Ce lundi, l’enquête du Temps lève un petit bout du voile sur les «moulins à diplômes» (diploma mills), ces établissements d’enseignement supérieur sans reconnaissance aucune ni accréditation, qui vendent des MBA ou des doctorats sans que l’acheteur ait le plus souvent la nécessité d’étudier pour les obtenir. Nous avons pu constater à la fois la très forte implantation de ces écoles sur Internet, et surtout leur savoir-faire pour maintenir la confusion sur la réalité de leur reconnaissance officielle et de leur offre pédagogique.

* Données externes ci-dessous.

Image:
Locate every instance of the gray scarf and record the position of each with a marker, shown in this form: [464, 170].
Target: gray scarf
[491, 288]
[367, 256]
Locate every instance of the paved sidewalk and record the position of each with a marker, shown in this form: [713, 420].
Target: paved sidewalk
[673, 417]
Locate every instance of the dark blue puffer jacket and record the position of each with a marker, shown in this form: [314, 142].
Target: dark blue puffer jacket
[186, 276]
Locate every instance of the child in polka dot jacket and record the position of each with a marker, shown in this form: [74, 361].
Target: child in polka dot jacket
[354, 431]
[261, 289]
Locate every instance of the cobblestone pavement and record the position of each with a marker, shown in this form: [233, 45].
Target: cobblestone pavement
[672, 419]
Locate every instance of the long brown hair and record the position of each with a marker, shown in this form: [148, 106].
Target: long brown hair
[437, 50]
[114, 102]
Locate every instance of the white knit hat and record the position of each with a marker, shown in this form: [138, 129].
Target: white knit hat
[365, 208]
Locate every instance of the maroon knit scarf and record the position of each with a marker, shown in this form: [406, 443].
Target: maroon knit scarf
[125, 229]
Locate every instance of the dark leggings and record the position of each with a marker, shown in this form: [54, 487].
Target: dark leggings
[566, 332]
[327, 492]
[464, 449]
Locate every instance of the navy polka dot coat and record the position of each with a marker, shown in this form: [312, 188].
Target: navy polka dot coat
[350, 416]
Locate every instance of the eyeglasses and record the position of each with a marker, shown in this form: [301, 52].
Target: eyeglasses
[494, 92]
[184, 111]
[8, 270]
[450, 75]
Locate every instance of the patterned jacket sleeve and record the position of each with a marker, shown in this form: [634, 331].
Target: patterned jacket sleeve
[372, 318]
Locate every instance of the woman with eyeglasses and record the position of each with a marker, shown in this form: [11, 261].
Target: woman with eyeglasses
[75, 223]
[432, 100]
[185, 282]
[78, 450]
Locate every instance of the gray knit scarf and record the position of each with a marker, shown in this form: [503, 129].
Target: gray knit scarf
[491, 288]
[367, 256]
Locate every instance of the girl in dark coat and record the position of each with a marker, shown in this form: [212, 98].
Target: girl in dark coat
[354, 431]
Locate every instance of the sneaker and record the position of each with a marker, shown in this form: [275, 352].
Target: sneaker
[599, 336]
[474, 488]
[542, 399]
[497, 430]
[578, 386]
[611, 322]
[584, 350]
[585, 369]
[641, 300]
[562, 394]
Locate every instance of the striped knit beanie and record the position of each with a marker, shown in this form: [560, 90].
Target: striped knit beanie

Avec un peu d’ironie, il serait même possible de se réjouir. Que plusieurs dizaines de ces pseudo-universités ou que ces simili-écoles de commerce choisissent de vendre une formation made in Switzerland est un bon indicateur de la renommée du système éducatif helvétique, l’un des plus attractifs du monde.

Lire notre enquête: La grande arnaque des moulins à diplômes

Faut-il pour autant être inquiet? Trouvera-t-on un jour sur les plateaux de télévision ou dans les colonnes des journaux suisses un expert diplômé de l’une de ces universités fantômes? C’est possible. Aux Etats-Unis, Alexis Debat, prestigieux consultant pour les plus grands médias américains, tirait son expertise de la très factice Edenvale University. Verra-t-on à l’avenir un politicien ou un haut fonctionnaire entaché par un scandale de faux diplôme? Probablement. La fraude universitaire est vieille comme l’université.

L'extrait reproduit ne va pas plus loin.